Introducing the fascinating subject of health geography, the AAG’s senior research advisor, Yonette Thomas points out that human geography involves the interaction between human beings and their environments in place, time and spatially defined areas. Having said that, the subject of health adds to this type of geography because where people reside and live impacts their health and wellbeing. Thomas then goes on to expand this fascinating point in her own words, such as what diseases impact upon people, how their physical environment impacts their health.
“Geography and health, have a long conceptual and methodological history. Medical geographers focus on the interaction of health and geography and bring these two areas together. This focus on the geography of health and disease is multi-disciplinary because, for example, medial sociologists and social epidemiologists study people in context from an ecological perspective and engage health geographers in such studies. We know and have evidence for understanding how where people live and reside directly impacts their health, what kind of food they eat and how active they are. This is a multi-disciplinary effort requiring shared conceptualisations and methodologies.”
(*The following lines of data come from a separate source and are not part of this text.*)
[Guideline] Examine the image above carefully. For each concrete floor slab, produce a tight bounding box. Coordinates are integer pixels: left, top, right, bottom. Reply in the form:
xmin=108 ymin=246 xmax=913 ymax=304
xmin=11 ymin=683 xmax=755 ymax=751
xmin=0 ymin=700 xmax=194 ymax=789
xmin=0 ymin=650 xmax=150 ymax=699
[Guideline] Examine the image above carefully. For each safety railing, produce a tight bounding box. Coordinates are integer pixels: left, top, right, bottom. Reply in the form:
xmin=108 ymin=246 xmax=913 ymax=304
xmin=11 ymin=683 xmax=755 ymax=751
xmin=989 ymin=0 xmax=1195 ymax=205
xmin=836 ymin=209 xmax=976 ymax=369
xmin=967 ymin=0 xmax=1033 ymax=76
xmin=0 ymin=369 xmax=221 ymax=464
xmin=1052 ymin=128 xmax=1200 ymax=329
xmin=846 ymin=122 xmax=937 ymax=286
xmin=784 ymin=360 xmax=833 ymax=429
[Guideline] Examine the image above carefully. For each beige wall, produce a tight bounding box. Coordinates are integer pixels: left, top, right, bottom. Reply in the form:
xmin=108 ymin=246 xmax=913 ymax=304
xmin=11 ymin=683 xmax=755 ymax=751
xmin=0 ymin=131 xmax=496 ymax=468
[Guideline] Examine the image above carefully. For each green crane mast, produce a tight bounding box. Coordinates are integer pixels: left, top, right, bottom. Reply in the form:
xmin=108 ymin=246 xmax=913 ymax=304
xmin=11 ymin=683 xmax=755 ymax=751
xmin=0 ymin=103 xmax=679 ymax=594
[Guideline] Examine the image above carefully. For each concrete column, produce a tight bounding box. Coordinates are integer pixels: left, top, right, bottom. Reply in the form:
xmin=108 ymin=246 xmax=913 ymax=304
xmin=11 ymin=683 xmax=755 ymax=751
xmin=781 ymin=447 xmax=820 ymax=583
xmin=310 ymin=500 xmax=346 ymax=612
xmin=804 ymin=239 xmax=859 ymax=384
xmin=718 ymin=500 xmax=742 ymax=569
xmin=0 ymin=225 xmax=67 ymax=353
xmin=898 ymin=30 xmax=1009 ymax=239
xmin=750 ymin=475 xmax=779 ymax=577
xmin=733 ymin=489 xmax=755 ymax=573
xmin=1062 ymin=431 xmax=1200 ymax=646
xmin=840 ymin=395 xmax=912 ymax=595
“More specifically, examining broader perspectives in terms of environments and physical location, or country-by-country right down to municipalities and neighbourhoods, is where the action really happens. If we look at the City of London during the time of John Snow, people were fetching water from the Broad Street pump when the cholera epidemic was raging. John Snow, the father of modern epidemiology, is famous for removing the Broad Street pump and halting the cholera epidemic.
“When you look at lower and middle-income countries (LMICs) in the world today – such as in Bangladesh and other countries where people are moving into urban areas or forced into migration because of wars or famines – the knowledge and tools of health geography help us understand and implement strategies for dealing with the consequences of these events. So geographers play a significant role in using tools such as geographic information systems (GIS) to map out water resources, sanitation control points, food sources, where crops are better grown in relation to where population groups are and where people are at risk.”
Having looked at these intersecting pieces, Yonette then underlines that health geography does not only inform issues affecting populations in low and middle-income countries, but in developed countries such as the United States as well. In the United States an opioid epidemic is significantly affecting certain population groups. For example, people in working class communities like Kennett, Missouri, a state in the Midwestern United States, who worked in the factories, are white, and experienced privilege are bearing the brunt of the opioid crisis, Yonette explains before telling us about this point further.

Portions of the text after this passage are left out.